Credit: Reuters/Andreas Manolis
By Edmund Blair
CAIRO |
Tue Sep 11, 2012 4:21pm EDT
CAIRO (Reuters) - European Union states are putting together a new set of sanctions to increase pressure on Iran to give up its controversial nuclear activity, British Foreign Secretary William Hague told Reuters on Tuesday.
"We are working on those sanctions ... quite urgently and I hope we will be able to discuss them further when we meet again in the middle of October," he said in an interview at the British embassy in Cairo.
Hague said a meeting of EU foreign ministers in Cyprus on Friday had shown "a very strong level of support for further sanctions".
He did not specify what new steps the EU could add to measures that already include a ban on Iranian oil imports.
Israeli Prime Minister Benjamin Netanyahu on Tuesday again raised the prospect of Israeli military strikes on Iran over its nuclear ambitions, saying the United States had forfeited any moral right to stop Israel acting because it had refused to be firm with Tehran itself.
The West accuses Iran of seeking to building nuclear weapons, a charge Tehran denies.
Asked about Netanyahu's comments, Hague said: "We have given clear advice to Israel, we give that in public and in private; we are opposed to an attack on Iran in these circumstances."
Hague described sanctions as "better than any other approach that is available to us" but repeated Britain's standard line that no option had been taken off the table.

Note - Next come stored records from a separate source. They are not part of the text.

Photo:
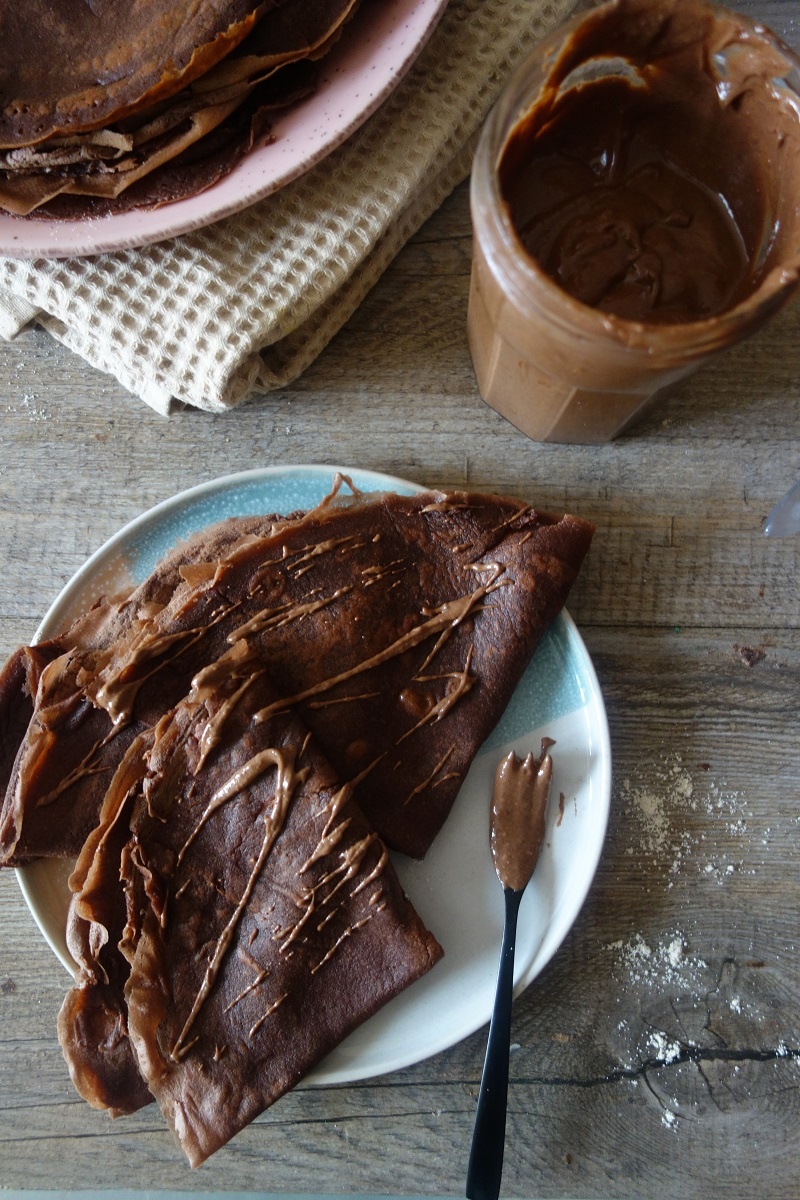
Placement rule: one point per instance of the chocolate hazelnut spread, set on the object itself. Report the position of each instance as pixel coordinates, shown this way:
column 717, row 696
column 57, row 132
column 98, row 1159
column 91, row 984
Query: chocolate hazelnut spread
column 522, row 789
column 600, row 203
column 636, row 207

Hague also said Iran's presence in a quartet of regional states brought together by Egypt to try to resolve the Syrian crisis would make it "very difficult" for the group to agree on action to end the conflict.
"We are skeptical that Iran would agree to anything that would be a reasonable way forward in Syria," he said. "I think probably in Egypt people are realistic about that."
Cairo hosted the inaugural meeting on Monday of the quartet, which groups Iran, a staunch ally of Syria's President Bashar al-Assad, with Egypt, Turkey and Saudi Arabia, which have all demanded that he step down in the face of a popular uprising.
He also repeated that military intervention over Syria had not been ruled out, although any tough U.N. Security Council action against Syria has been blocked by Russia and China.
"We are putting the maximum pressure on the regime, the EU sanctions are very strong, we look to Arab countries to intensify their sanctions and their pressure on the regime," he added.
The Arab League, headquartered in Cairo, has suspended Syria and called for members to impose financial and other sanctions on Damascus.